Most have tram and/or train within walking distance.
- Sunbury – train
- Werribee – train
- Watergardens – train
- Airport West – tram
- Broadmeadows – train
- Sunshine – train
- Footscray – train/tram
- Flemington – train/tram
- Brunswick – train/tram
- Preston – train
- Greensborough – train
- Heidelberg – train
- Lilydale – train
- Belgrave – train
- Boronia – train
- Ringwood – train
- Box Hill – train
- Glen Waverley – train
- Camberwell – train/tram
- Abbotsford – train/tram
- South Melbourne – tram
- Prahran – tram/train
- Oakleigh – train
- Cheltenham – train
- Springvale – train
- Dandenong – train
- Narre Warren – train
- Frankston – train
- Hastings – train – but the Stony Point train is very infrequent
- Epping – train (about 1km)
While these are close to trains and/or trams, in many cases the trams don’t provide a fully accessible service, which may be important to some users.
Most of these locations also have nearby bus services, which is important because people may or may not be coming from a direction served by trams or trains.
There are some other locations that are only accessible by bus. As we know, Melbourne’s bus services vary wildly in frequency, operating hours, and directness, so these may or may not be practical for people to use.
- Rowville – close to 6 bus routes, including 2 Smartbus (longer hours, higher frequency*) services, plus the Rowville FlexiRide service
- Cranbourne – about 1.6km from the station – but close to 4 bus routes
- Mornington – close to 3 bus routes
- Rosebud – close to 2 bus routes
- Melton – a few hundred metres from the main bus interchange, served by 6 bus routes plus the Melton South FlexiRide service.
(As with most things in Melton, the Centrelink is not nearby to the railway station – unlike many suburbs of Melbourne, the area was settled before the railway arrived, not afterwards.)

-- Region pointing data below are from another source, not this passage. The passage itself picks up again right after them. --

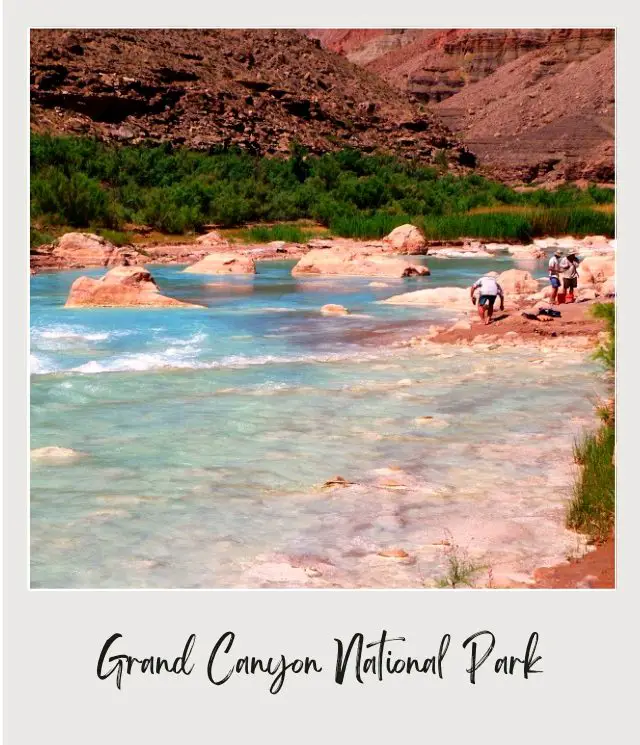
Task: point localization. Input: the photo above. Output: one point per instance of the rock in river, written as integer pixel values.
(334, 310)
(348, 262)
(121, 287)
(223, 263)
(447, 297)
(406, 238)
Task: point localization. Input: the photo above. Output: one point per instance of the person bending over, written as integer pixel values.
(489, 291)
(569, 271)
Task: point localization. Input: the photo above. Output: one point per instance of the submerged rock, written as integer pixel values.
(334, 310)
(348, 262)
(55, 453)
(223, 263)
(393, 553)
(121, 287)
(335, 482)
(446, 297)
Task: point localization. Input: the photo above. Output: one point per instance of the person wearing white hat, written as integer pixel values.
(554, 275)
(569, 272)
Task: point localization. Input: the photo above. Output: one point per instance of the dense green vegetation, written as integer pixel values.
(80, 182)
(592, 509)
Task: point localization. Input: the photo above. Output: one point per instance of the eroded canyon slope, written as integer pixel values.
(535, 105)
(257, 89)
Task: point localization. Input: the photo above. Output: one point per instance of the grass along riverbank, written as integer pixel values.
(82, 183)
(592, 509)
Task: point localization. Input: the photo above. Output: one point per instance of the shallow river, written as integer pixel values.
(206, 434)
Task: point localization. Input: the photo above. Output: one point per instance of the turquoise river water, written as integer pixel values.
(205, 435)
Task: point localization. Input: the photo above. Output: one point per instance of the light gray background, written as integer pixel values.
(53, 638)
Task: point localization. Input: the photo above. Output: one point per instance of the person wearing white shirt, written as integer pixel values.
(554, 276)
(489, 290)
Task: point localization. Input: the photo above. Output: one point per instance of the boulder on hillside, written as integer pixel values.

*Smartbuses are high frequency by Melbourne bus standards. But they’re not high frequency by Melbourne train/tram standards, nor by typical world city bus standards.
All of the locations in Melbourne appear to provide both Medicare and Centrelink services.

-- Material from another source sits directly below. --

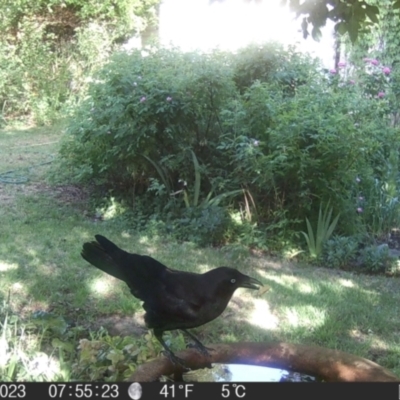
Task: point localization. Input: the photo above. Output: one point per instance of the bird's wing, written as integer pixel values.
(177, 302)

In regional areas there are also “Access Points“, providing phone and online access.
One notable absence is a Services Australia location in Melbourne’s CBD, though there are two within a few kilometres.
Of course in many cases the services formerly provided at physical locations have been supplemented or replaced by online services.
Overall, Centrelink/Medicare seem to have done reasonably well at locating their branches near public transport. Whether that’s the case for related organisations such as Workforce Australia providers (where people receiving support payments may be obligated to attend in person) is another matter.
A high quality public transport network will work for everyone, for a myriad of reasons. A key role is providing access to opportunity in big cities.
If the PT network doesn’t provide universally high quality service to everywhere (and ours certainly doesn’t), then locating the services that people need close to the better parts of the network can help a lot.